Galois group of order 2^4 Find the galois group the polynomial $f(X)=(X^2-2)(X^2-3)(X^2-5)(X^2-7)$ over $\mathbb{Q}$. A splitting field for $f(X)$ is $K=\mathbb{Q}(\sqrt{2},\sqrt{3},\sqrt{5},\sqrt{7})$. We must have $[\mathbb{Q}(\sqrt{2},\sqrt{3},\sqrt{5},\sqrt{7}):\mathbb{Q}]=2^4$. Moreover $Gal(K/\mathbb{Q})$ is abelian, since if $\sigma\in{Gal(K/\mathbb{Q})}$ then $\sigma^2=1$, because $\sigma(\sqrt{2})=\pm\sqrt{2}$ (similary $\sigma(\sqrt{3}),\sigma(\sqrt{5}),\sigma(\sqrt{7})$). By the classification of finite abelian groups; can I conclude that $Gal(K/\mathbb{Q})\approx Z_2\times{Z_2}\times{Z_2}\times{Z_2}$ ? Thanks you all.
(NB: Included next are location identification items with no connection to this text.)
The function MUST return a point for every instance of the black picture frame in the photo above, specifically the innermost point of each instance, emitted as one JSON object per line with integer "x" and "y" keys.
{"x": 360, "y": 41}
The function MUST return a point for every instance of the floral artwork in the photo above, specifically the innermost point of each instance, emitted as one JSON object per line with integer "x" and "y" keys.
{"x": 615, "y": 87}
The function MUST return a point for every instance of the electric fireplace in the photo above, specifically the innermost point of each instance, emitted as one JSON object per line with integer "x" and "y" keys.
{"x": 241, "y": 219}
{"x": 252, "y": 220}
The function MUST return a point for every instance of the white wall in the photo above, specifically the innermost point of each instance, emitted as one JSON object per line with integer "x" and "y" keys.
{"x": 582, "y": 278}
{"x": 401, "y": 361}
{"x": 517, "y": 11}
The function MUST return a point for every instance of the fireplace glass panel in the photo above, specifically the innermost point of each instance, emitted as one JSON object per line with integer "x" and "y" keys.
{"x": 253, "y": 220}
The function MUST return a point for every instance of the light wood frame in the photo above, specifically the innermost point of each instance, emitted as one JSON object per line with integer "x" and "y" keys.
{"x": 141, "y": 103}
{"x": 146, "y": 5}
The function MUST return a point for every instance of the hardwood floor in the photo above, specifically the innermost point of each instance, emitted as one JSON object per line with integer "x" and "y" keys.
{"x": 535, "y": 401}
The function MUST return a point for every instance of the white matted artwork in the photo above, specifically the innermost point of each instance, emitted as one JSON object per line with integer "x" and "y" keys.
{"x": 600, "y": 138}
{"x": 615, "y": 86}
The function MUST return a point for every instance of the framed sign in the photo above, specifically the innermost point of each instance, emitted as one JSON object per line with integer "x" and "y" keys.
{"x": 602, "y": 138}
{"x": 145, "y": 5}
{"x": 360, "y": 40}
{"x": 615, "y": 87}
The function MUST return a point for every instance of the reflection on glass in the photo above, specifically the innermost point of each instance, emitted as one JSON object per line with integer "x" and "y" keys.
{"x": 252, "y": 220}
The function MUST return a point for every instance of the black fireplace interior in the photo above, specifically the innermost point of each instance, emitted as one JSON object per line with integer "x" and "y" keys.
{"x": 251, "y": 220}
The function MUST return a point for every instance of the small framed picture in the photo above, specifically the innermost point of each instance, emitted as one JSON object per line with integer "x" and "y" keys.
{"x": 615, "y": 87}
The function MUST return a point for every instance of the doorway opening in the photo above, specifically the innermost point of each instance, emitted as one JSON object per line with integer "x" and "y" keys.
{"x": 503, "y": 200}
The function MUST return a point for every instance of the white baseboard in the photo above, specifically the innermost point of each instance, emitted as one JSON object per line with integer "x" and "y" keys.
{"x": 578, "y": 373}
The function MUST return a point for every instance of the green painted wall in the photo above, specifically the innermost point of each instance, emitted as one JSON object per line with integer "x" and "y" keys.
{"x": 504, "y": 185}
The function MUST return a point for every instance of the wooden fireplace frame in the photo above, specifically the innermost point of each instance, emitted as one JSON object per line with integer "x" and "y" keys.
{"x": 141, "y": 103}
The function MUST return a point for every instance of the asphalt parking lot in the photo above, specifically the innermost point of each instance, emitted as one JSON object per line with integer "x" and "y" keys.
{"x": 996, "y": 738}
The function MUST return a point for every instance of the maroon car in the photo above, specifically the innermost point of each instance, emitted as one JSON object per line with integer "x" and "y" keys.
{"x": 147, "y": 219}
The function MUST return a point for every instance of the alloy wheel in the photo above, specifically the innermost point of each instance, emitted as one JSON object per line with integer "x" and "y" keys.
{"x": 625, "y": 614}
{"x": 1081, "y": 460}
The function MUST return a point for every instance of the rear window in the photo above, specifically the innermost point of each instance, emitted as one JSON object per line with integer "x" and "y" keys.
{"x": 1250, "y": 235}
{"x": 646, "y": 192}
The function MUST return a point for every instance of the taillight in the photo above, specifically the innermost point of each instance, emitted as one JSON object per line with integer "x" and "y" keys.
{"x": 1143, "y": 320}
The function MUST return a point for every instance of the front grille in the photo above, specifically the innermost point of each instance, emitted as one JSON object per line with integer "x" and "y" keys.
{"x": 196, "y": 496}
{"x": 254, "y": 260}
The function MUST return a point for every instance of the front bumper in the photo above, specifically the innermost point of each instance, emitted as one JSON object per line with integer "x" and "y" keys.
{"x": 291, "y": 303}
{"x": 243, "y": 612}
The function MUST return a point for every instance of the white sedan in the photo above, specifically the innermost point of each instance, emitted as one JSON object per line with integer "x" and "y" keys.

You've explicitly identified the generators of the Galois group! You don't need to invoke the classification of finite(ly-generated) abelian groups here.

You know that the Galois group must have order $16$, and it's easy to show that the group generated by the maps $$\sqrt{2} \mapsto -\sqrt{2}, \quad \sqrt{3} \mapsto -\sqrt{3}, \quad \sqrt{5} \mapsto -\sqrt{5}, \quad \sqrt{7} \mapsto -\sqrt{7}$$ is isomorphic to $Z_2 \times Z_2 \times Z_2 \times Z_2$, which has order $16$. Moreover each of these maps must be in the Galois group, so this must actually _be_ the Galois group of your polynomial over $\mathbb{Q}$.